Por Redacción Pilar a Diario 11 de febrero de 2017 - 00:00
Por Graciela Labale

Podría ser una mujer que concurre a un taller de Género en una biblioteca popular. O cualquier otra persona. Ponele.
Podría ser una mujer, misionera, hermosa ella, que si bien no es víctima de violencia familiar, atravesó otros padeceres. No es una cuestión menor sentirse muy solita, recién llegada al conurbano bonaerense, debiendo enfrentar innumerables obstáculos para superar los miedos de vivir en una comunidad que le resulta muy hostil, optando, en principio, por quedarse encerrada en las cuatro paredes de su casa junto a su esposo e hijito, con todo lo que ello conlleva. Ponele.
Podría ser una mujer que en esa biblioteca conoce a otras, con otras historias, algunas muy pesadas y empieza a confiar, ya no está tan sola, ya tiene un grupo de pertenencia. Ponele.
Que ante esta nueva situación, ante esta nueva forma de vincularse, debe pararse bien firme ante su esposo quien, con respeto y compañerismo, empieza a comprender mucho más a su compañera y sus necesidades. Ponele.

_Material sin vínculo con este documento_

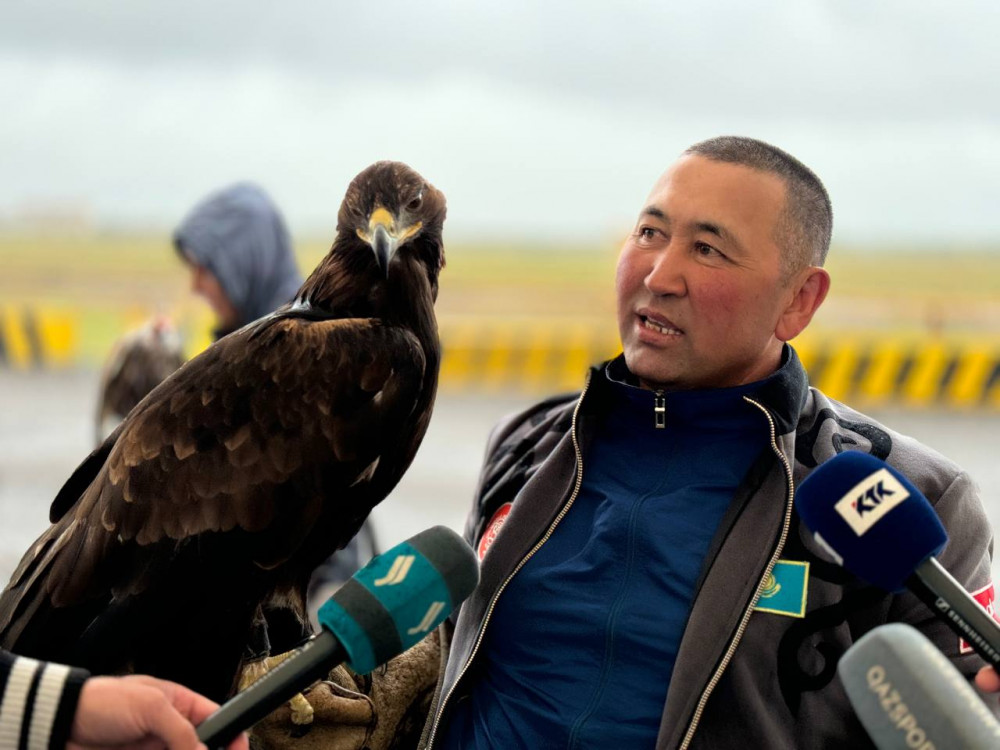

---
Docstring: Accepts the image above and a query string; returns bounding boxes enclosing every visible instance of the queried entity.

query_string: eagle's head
[337,161,446,292]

Podría ser una mujer que, en esa búsqueda, vuelve a estudiar y está en camino de terminar la escuela secundaria. Ponele.
Que en ese grupo al que asiste se conversa muchísimo, entre tantas cosas, sobre el cuidado del cuerpo, sobre la necesidad de hacer controles médicos periódicos, particularmente ginecológicos, para evitar consecuencias no deseadas y empezar a hacerle caso a una dolencia que la viene molestando hace un tiempito. Ponele.
Que, en ese sentido, esta muchacha decide comenzar a atenderse y se acerca al hospital público del centro de la ciudad. Ponele.
Que logra el primer turno por milagro, consigue que la examinen, le indican una serie de estudios y que debe volver a una nueva consulta cuando tenga todo esto terminado. Ponele.
Que, no sin esfuerzo, (es difícil ser pobre y tener solamente la posibilidad de acceder a la salud pública), consigue hacerse las prácticas indicadas después de muchos madrugones, esperas y algunos malos tratos. Ponele. 
Que por no contar con teléfono de línea, ni locutorios en su localidad, ni con la moneda necesaria y con un celular que, al no tener crédito le impide usar los 0800, no puede pedir turnos telefónicos. Ponele.
Que es imposible conseguirlo ya que el famoso 0800 SALUD da todo el tiempo ocupado y que cuando digo todo el tiempo, es todo el tiempo. Los días pasan, y no digo ni uno ni dos, digo semanas, y nada. Ponele. 
Que entre las personas que la rodean, algunas se ofrecen a ponerse firmes entre las 8 y las 18 y solicitar el tan ansiado turno médico, única forma de lograrlo, tal como informan en el mismísimo hospital. En tanto, el tiempo pasa y esa batería de estudios va perdiendo vigencia, mientras el malestar continúa. Ponele.